Thirty years later, following liberalization and its ensuing neoliberal effects on Indian culture and society, including what is now called the ‘Bollywoodization’ of Hindi cinema, this special issue seeks to reexamine the state of popular Hindi cinema in the 1980s and reassess the multiple roles this era played with regard to subsequent historical shifts and in terms of prefiguring contemporary paradigms. More broadly, this special issue is concerned with tracing the evolution of a historiography of popular Hindi cinema that is simultaneously contingent upon yet works to efface the traces of this decade. We seek papers that explore the consolidation and erasure of this era in Hindi films and film scholarship and the increasing reappropriation of themes and motifs from this era in and by contemporary Bollywood, often in tandem with parallel alignments and resurgences in the contemporary sociopolitical realm. Possible topics include:

  • the transfiguration of Amitabh Bachchan in the 1980s, from ‘angry young man’ to aspiring (and then scandal-ridden) politician to what has been framed as the nadir point of his career, before reemerging in successful patriarchal roles in the late 1990s. What role did this period play, in retrospect, for Big B’s reconsolidation as a superstar? Can such shifts in Bachchan’s personae be seen as emblematic of the decade itself?
  • the study of any particular actor in 1980s Hindi cinema and how this period played a role in consolidating the actor’s star text and/ or helped shape subsequent acting styles and roles in ensuing decades. Along with Bachchan, possible actors include Mithun Chakraborty, Madhuri Dixit, Rishi Kapoor, Anil Kapoor, Tina Munim, Sanjay Dutt, Shabana Azmi, Smita Patil, Jackie Schroff, Meenakshi Seshadri, Gulshan Grover, Reena Roy, Shakti Kapoor, Sunny Deol, and Sridevi
  • the emergence and (pre-)consolidation of the male dancer in 1980s Hindi cinema and the ensuing reformulation of gender and sexual dynamics, as well as cinematic and choreographic strategies, during this era’s popular films and their song and dance sequences
  • broader shifts in male and female roles during this decade, including transitions from action heroes to comedic personae, whether by Bachchan or others like Amol Palekar, or from ‘avenging women’ to ‘new women’ such as Madhuri Dixit, who arguably consolidated previously disparate roles, e.g., of heroine and vamp
  • the evolution of popular Hindi cinema as both a cinematic form and a burgeoning though not yet fully regulated industry during the 1980s, as well as how this evolution influenced subsequent shifts that emerged in the 1990s following liberalization, including the advent of the non-resident Indian (NRI) figure in Hindi cinema
  • shifts in the production, distribution and exhibition of popular Hindi cinema during the 1980s as well as subsequent effects on film production practices within the industry
  • the evolution of musical and playback singing styles during the 1980s, whether focusing on particular composers, e.g., Laxmikant-Pyarelal, R.D. Burman, Bappi Lahiri; singers, e.g., Abhijeet, Alka Yagnik; lyricists, e.g., Anand Bakshi, Gulzar; or on the broader shifts in sonic arrangements and musicality during this decade
  • retrospective representations of 1980s Indian film and sociopolitical culture in contemporary Hindi films, e.g., The Dirty Picture (2011), Sanju (2018) and Raees (2017)

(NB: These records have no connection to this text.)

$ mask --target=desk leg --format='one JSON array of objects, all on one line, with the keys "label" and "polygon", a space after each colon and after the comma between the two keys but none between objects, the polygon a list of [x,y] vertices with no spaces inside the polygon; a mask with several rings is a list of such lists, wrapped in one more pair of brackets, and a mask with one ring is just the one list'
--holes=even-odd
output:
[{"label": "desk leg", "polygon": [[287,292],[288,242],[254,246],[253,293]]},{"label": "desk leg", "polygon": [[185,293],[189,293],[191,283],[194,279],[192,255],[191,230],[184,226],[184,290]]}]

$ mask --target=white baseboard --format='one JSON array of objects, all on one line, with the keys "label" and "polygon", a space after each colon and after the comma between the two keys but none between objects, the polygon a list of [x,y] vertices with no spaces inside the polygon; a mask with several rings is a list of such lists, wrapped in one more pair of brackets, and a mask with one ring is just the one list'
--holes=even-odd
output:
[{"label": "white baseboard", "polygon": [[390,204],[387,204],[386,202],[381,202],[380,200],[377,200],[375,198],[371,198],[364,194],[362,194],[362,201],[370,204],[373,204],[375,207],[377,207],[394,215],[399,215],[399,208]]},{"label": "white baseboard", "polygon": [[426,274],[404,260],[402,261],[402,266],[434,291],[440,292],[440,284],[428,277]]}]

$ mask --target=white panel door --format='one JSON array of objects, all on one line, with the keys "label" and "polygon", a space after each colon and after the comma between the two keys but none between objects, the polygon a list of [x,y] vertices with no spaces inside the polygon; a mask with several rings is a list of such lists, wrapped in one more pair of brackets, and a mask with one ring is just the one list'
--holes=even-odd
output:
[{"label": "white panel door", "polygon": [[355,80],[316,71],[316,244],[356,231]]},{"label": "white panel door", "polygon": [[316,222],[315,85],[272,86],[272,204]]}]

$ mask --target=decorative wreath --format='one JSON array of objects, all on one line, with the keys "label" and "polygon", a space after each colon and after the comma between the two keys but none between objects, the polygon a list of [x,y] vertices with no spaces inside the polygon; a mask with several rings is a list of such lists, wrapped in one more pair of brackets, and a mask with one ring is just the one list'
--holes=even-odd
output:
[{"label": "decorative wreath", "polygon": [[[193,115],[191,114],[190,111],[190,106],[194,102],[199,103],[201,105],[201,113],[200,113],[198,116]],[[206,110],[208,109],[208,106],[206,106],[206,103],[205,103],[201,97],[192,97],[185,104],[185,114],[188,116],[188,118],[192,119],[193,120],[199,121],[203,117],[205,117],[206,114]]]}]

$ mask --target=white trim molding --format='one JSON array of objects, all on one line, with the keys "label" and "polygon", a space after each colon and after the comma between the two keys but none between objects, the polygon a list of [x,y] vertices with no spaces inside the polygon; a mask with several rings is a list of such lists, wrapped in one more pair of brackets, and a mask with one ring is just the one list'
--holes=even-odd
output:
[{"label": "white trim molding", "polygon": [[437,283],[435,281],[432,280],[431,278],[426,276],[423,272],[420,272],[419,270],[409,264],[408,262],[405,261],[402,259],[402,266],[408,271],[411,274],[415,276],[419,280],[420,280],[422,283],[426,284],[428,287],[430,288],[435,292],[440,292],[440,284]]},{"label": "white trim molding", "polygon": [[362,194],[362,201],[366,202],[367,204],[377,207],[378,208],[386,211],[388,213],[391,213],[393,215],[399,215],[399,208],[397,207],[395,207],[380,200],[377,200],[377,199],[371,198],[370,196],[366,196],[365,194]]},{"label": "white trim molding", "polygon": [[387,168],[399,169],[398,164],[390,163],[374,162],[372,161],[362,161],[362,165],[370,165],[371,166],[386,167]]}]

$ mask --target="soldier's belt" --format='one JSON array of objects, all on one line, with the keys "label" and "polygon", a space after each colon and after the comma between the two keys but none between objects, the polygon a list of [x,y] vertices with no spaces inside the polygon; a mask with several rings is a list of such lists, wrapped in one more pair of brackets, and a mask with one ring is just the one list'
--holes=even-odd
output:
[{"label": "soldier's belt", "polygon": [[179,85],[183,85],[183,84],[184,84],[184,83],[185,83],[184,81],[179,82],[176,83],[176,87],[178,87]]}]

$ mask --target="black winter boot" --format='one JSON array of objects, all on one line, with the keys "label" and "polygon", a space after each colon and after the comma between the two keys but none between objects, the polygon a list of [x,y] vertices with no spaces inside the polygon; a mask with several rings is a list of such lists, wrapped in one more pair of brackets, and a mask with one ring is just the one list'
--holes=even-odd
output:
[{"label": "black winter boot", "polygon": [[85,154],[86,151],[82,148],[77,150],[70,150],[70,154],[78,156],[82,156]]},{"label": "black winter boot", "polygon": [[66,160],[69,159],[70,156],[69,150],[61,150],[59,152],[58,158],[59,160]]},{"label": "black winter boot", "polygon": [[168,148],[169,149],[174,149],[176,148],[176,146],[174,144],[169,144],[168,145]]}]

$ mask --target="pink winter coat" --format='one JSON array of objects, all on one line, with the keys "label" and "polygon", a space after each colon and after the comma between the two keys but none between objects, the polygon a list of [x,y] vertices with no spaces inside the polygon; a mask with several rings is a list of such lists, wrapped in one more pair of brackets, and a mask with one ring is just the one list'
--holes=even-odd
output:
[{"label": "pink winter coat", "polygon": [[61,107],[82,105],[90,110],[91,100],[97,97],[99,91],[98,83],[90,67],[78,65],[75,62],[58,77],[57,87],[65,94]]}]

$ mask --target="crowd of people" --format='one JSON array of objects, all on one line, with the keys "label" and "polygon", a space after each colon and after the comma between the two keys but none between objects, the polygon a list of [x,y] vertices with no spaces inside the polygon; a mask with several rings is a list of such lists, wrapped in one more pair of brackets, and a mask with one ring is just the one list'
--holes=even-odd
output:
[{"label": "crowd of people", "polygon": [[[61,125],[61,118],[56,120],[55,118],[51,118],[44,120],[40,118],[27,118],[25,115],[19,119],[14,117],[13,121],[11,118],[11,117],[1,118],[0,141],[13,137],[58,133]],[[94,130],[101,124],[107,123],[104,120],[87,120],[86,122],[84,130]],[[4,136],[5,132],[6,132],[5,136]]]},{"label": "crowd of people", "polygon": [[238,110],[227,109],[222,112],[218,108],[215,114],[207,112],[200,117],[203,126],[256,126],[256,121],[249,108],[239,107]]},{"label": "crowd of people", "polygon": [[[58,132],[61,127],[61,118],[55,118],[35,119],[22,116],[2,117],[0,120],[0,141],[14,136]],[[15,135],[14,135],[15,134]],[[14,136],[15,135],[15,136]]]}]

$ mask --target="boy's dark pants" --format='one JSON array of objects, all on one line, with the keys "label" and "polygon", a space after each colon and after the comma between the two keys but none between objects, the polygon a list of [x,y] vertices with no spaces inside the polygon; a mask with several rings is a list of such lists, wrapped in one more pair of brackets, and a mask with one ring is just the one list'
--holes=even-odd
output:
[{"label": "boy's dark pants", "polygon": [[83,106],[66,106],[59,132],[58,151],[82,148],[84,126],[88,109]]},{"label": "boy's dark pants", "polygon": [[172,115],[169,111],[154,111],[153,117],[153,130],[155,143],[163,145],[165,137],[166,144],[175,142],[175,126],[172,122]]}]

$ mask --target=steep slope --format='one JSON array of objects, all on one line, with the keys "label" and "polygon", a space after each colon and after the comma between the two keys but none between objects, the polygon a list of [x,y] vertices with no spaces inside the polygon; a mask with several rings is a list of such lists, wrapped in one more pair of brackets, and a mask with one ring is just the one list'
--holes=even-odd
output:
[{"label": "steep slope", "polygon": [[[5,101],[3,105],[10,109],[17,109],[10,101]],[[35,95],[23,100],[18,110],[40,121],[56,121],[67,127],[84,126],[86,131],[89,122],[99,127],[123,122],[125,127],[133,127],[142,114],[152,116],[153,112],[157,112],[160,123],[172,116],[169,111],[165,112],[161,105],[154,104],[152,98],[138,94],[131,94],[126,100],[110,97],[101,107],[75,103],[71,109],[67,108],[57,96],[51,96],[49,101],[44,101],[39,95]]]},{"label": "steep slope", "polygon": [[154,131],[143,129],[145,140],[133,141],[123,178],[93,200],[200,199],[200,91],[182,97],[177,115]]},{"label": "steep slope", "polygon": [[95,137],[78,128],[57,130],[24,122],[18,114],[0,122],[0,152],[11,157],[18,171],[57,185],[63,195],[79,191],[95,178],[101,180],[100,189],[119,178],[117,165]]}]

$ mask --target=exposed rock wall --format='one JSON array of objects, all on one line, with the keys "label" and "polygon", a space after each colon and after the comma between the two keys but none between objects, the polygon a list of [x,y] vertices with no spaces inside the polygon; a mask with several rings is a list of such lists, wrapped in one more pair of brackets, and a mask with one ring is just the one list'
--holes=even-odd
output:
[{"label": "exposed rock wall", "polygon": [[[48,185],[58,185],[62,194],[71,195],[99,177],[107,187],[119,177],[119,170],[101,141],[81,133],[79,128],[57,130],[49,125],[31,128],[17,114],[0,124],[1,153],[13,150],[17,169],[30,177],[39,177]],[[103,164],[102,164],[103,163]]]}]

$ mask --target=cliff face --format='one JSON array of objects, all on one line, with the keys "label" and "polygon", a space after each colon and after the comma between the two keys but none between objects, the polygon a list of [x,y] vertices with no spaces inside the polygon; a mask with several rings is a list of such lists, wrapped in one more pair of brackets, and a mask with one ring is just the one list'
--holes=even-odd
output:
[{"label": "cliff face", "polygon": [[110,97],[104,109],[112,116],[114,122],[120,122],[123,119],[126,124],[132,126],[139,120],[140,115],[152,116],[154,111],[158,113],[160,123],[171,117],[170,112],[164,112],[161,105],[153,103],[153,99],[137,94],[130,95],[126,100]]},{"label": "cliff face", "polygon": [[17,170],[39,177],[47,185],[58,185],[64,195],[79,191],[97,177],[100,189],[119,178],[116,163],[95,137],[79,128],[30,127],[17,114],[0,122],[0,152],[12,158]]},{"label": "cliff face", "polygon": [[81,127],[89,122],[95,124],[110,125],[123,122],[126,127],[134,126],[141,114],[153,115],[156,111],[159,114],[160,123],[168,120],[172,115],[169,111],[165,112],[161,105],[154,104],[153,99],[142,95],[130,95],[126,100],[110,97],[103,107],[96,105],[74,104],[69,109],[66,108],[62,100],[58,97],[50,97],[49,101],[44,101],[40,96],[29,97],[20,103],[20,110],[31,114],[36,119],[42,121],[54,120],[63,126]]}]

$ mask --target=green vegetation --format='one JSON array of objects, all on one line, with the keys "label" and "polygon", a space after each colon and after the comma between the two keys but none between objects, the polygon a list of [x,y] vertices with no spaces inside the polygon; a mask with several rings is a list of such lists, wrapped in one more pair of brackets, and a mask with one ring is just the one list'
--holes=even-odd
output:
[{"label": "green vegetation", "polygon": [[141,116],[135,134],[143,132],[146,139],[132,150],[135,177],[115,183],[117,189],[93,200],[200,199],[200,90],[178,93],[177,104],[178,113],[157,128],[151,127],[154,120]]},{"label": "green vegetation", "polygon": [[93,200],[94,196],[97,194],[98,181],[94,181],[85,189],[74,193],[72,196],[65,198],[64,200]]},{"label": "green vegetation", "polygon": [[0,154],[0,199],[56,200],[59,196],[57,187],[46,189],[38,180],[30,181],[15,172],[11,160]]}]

These are merely some of the many possible topics that would be of interest. If you are interested in contributing to this special issue, please send a 250-word abstract by August 1, 2021 to Ajay Gehlawat at [email protected]. Please include a brief bio with your abstract.

The authors of selected abstracts will be notified by the end of August. Completed papers will be due by December 30, 2021. All papers will then undergo peer review. The anticipated timeline for the publication of the special issue will be approximately one year from the time of submission, i.e., 2022.

For additional details or enquiries, please contact Ajay Gehlawat at [email protected].

Submission Instructions

250-word abstracts and accompanying brief author bios should be submitted as either MS Word docs or as PDFs to [email protected] by Aug. 1. 2021.